A collection of black and white charcoal or pencil drawings, this volume seeks to re-interpret ancient myths, or to create contemporary fables (often through the use of satire). These range from rivalries and feuds of academics, the devastating results of biological experiments, power & corruption, illusions of grandeur, and the inflation of reputations. The last two drawings, however, should be seen as documents or records of the 20th century.
Peter Laurent de Francia (1921-2012) was a French-born British artist, Professor of Painting at the Royal College of Art in London from 1972 to 1986. The author of two books on Fernand Léger, a French artist of the Cubism school, his own work was both combative and brilliant. He was an agile draughtsman and beautiful colourist, but the clincher is the poignancy of his imagery even as it comments excoriatingly on human frailty, as in 'The Ship of Fools', a painting from around 1972 (in the Pallant House collection at Chichester). 'The Battle of Sakiet', (on extended loan from the Tunisian Embassy), has been viewable at Tate Modern. As well as referencing Picasso's 'Guernica', it has echoes of the wrecked warplanes of Paul Nash's 'Dead Sea', and even of Hogarth's 'Gin Lane' – an infant falling headlong from its mother's arms – but mostly its inspiration was the memory of German Stukas dive bombing during the artist's wartime bike ride through Belgium.

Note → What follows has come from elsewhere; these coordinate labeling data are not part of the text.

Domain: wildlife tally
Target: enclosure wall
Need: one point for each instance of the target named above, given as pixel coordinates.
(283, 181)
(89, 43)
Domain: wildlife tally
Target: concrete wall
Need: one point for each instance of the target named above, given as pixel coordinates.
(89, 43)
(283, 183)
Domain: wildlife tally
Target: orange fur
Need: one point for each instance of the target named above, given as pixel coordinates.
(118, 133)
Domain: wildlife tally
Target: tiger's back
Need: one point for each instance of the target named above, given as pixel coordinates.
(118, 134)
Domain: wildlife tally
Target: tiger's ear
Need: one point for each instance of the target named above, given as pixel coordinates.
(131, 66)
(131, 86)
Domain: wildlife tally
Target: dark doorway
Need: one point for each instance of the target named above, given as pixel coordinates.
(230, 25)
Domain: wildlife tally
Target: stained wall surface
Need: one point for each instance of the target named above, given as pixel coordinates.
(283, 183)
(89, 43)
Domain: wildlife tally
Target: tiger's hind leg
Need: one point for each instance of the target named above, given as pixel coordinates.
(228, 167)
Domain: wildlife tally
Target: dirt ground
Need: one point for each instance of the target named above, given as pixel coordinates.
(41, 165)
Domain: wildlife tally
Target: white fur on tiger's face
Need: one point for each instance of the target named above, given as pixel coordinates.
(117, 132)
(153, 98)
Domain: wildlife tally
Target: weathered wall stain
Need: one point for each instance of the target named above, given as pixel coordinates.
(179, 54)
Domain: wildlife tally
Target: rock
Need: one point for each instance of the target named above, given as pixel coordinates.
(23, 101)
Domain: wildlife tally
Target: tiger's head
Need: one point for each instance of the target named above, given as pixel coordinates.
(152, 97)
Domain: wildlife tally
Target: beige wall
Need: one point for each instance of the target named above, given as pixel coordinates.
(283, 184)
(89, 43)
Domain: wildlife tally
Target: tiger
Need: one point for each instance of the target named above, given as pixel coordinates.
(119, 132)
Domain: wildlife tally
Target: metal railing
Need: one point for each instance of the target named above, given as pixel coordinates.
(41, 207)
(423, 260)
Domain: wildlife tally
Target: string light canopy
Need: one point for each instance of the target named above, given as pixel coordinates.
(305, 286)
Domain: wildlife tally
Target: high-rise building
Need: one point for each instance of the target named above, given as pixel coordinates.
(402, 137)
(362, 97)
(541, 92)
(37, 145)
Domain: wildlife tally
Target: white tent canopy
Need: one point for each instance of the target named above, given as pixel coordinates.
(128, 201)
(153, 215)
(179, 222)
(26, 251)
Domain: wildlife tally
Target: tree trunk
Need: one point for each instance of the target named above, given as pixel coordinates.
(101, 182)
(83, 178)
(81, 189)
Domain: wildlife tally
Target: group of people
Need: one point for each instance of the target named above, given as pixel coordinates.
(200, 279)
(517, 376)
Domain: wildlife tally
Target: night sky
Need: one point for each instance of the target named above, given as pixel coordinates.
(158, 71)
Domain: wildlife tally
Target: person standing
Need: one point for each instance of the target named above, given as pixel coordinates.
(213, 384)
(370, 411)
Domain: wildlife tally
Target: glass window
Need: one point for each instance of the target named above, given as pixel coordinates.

Our book is in excellent condition, protected by a grey card slipcase with the artist's name and title on one end. The book itself has similarly grey card covers, the front with the name and title in brown letters and an impressed design. All edges are clean and sharp. There is no wear to the book, and only slight damage along one long angle of the slipcase, which is a little faded and lightly marked. The artist's signature appears above his name on the title page. A rare book.